Workers Comp Combined Ratio Questions Asked By Readers Over The Last Week
Workers Comp Combined Ratio remained a hot topic from last year. Last week, at the NCCI Virginia State Advisory Conference, the Workers Comp Combined Ratio stunned the audience, and even the NCCI presenters.
Last year, the level was at .89, which many pundits and actuaries thought the Combined Ratio was bottoming out to the lowest point or bottom of the trough. I received quite a few questions on how the Workers Comp Combined Ratio equals a healthy market.
One must remember the Workers Comp Combined Ratio level of .83 pegs a national statistic. Each state may have a different level.
How is the statistic computed?
The Combined Ratio computes out as Losses + Expenses / Premiums.
What does that mean for insurance carriers?
For each dollar of premiums written, the insurance carriers generated a 17% quasi-profit.
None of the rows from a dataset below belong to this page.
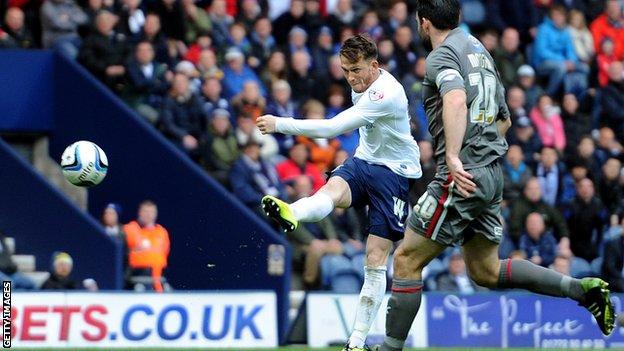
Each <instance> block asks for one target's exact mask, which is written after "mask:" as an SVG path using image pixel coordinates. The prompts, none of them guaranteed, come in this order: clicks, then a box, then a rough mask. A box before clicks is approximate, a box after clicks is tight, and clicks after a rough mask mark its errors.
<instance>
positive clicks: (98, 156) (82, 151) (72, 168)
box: [61, 140, 108, 186]
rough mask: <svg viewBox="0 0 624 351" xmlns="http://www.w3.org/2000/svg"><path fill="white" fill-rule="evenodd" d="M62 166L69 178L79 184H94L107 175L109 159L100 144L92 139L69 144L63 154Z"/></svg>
mask: <svg viewBox="0 0 624 351" xmlns="http://www.w3.org/2000/svg"><path fill="white" fill-rule="evenodd" d="M61 168H62V169H63V175H64V176H65V178H67V180H68V181H69V182H70V183H72V184H74V185H77V186H94V185H97V184H100V182H101V181H102V180H103V179H104V177H106V171H108V159H107V158H106V154H105V153H104V151H103V150H102V149H100V147H99V146H97V145H95V144H94V143H92V142H90V141H85V140H81V141H77V142H75V143H73V144H71V145H69V146H68V147H67V148H66V149H65V151H63V155H62V156H61Z"/></svg>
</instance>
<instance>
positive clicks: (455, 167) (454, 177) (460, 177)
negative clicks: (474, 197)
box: [446, 157, 477, 197]
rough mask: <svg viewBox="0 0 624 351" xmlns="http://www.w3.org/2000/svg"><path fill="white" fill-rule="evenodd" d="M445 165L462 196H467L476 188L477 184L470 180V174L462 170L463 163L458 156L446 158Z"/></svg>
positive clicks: (471, 177) (470, 179)
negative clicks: (445, 161) (445, 163)
mask: <svg viewBox="0 0 624 351" xmlns="http://www.w3.org/2000/svg"><path fill="white" fill-rule="evenodd" d="M446 165H447V166H448V168H449V172H450V173H451V176H452V177H453V181H454V182H455V185H456V186H457V191H459V193H460V194H462V196H464V197H469V196H470V195H471V194H472V193H474V192H475V190H477V185H476V184H475V183H474V182H473V181H472V174H470V173H468V172H466V171H464V165H463V164H462V162H461V160H460V159H459V157H451V158H447V159H446Z"/></svg>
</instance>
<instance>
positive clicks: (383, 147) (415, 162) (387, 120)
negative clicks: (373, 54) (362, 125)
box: [351, 69, 422, 178]
mask: <svg viewBox="0 0 624 351" xmlns="http://www.w3.org/2000/svg"><path fill="white" fill-rule="evenodd" d="M380 71H381V73H380V75H379V77H378V78H377V80H375V81H374V82H373V84H371V86H370V87H368V89H366V90H365V91H364V92H363V93H356V92H354V91H351V98H352V100H353V107H352V108H354V109H355V110H356V112H357V114H358V115H360V116H361V117H363V118H364V119H365V120H366V121H368V124H367V125H365V126H363V127H360V128H359V131H360V144H359V145H358V147H357V149H356V150H355V155H354V156H355V157H357V158H359V159H361V160H364V161H366V162H369V163H372V164H381V165H384V166H386V167H388V168H390V169H391V170H392V171H393V172H394V173H396V174H398V175H401V176H403V177H406V178H420V176H421V175H422V170H421V168H420V151H419V150H418V144H417V143H416V141H415V140H414V138H413V137H412V135H411V134H410V122H409V121H410V118H409V114H408V112H407V105H408V104H407V96H406V95H405V90H404V89H403V86H402V85H401V83H399V82H398V81H397V80H396V79H395V78H394V77H393V76H392V75H391V74H390V73H388V72H387V71H385V70H382V69H380Z"/></svg>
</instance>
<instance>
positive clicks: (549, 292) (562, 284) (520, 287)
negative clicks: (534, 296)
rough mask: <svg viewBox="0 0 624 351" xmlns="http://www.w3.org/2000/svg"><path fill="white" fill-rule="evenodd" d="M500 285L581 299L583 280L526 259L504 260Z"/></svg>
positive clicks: (560, 295)
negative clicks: (530, 261)
mask: <svg viewBox="0 0 624 351" xmlns="http://www.w3.org/2000/svg"><path fill="white" fill-rule="evenodd" d="M498 287H500V288H505V289H509V288H517V289H526V290H529V291H532V292H535V293H538V294H542V295H550V296H557V297H569V298H571V299H574V300H576V301H581V300H582V299H583V296H584V294H585V293H584V292H583V288H582V287H581V281H580V280H579V279H574V278H572V277H568V276H567V275H563V274H561V273H558V272H555V271H553V270H552V269H547V268H544V267H540V266H538V265H536V264H533V263H532V262H529V261H526V260H502V261H501V268H500V273H499V275H498Z"/></svg>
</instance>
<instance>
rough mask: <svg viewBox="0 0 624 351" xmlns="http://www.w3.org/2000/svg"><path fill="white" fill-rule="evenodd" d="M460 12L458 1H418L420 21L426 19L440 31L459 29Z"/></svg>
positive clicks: (417, 12)
mask: <svg viewBox="0 0 624 351" xmlns="http://www.w3.org/2000/svg"><path fill="white" fill-rule="evenodd" d="M459 11H460V6H459V1H458V0H418V1H417V2H416V12H417V13H418V21H419V22H420V21H422V20H423V18H426V19H428V20H429V21H431V24H433V25H434V27H436V28H437V29H440V30H445V29H455V28H457V26H458V25H459Z"/></svg>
The formula above over-simplifies the current market condition. The overall market, though, has been healthy since 2017.
Is NCCI confident in the figure?
Yes, the NCCI Actuary presenter Jay Rosen felt the figure, while unexplainable to a point, was very accurate. They use the numbers given to them by their members.
Why did the market turn so positive so quickly?
The NCCI presenters at the Virginia Forum seemed to not be 100% sure of why the market became so healthy. Take a look at the formula. The losses had to reduce or the premiums had to increase for the ratio to shrink.
If you check out the graph (Courtesy of and Copyrighted by NCCI) at the top of this article, you can see that nationally the Net Premiums Written have increased over the last few years. Check here for the Virginia State Advisory PDF files.
Overall, there was no one statistic or number that was the “aha” moment. Wages rose a little. Indemnity severity and number decreased a smidgen. No one variable made it the Workers Comp Combined Ratio drop. All the variables mixed together made the underwriting gains increase significantly.
Would a recession return the number to above 1.0?
A recession would move the numbers back closer to 1.0. One has to remember the NCCI figures run approximately 18 months behind due to the time needed for data collection and calculation. The market will remain healthy through 2021 regardless of a recession.
Please remember that a slowdown and a recession are two very different animals.
The national Workers Comp Combined Ratio looks excellent. What about my specific state?
If you wish to know the Combined Ratio in your states of operation, click here for the NCCI list. If your company operates in non-NCCI states with independent bureaus (i.e., Pennsylvania, North Carolina) those bureaus crank out the same statistics. NCCI covers the largest number of states.
Why don’t the carriers refund some of that profit to policyholders?
I recommend not getting down into the minutia of where does the 17% profit end up with the carriers. As a policyholder, check your newest or upcoming quote at renewal.
The industry workers should be happy with that number. As long as the market is healthy, the agents, adjusters, actuaries, underwriters and other workers comp personnel should know that a healthy market means more room for advancement and job security.
Look at the Workers Comp combined ratio as a bellwether.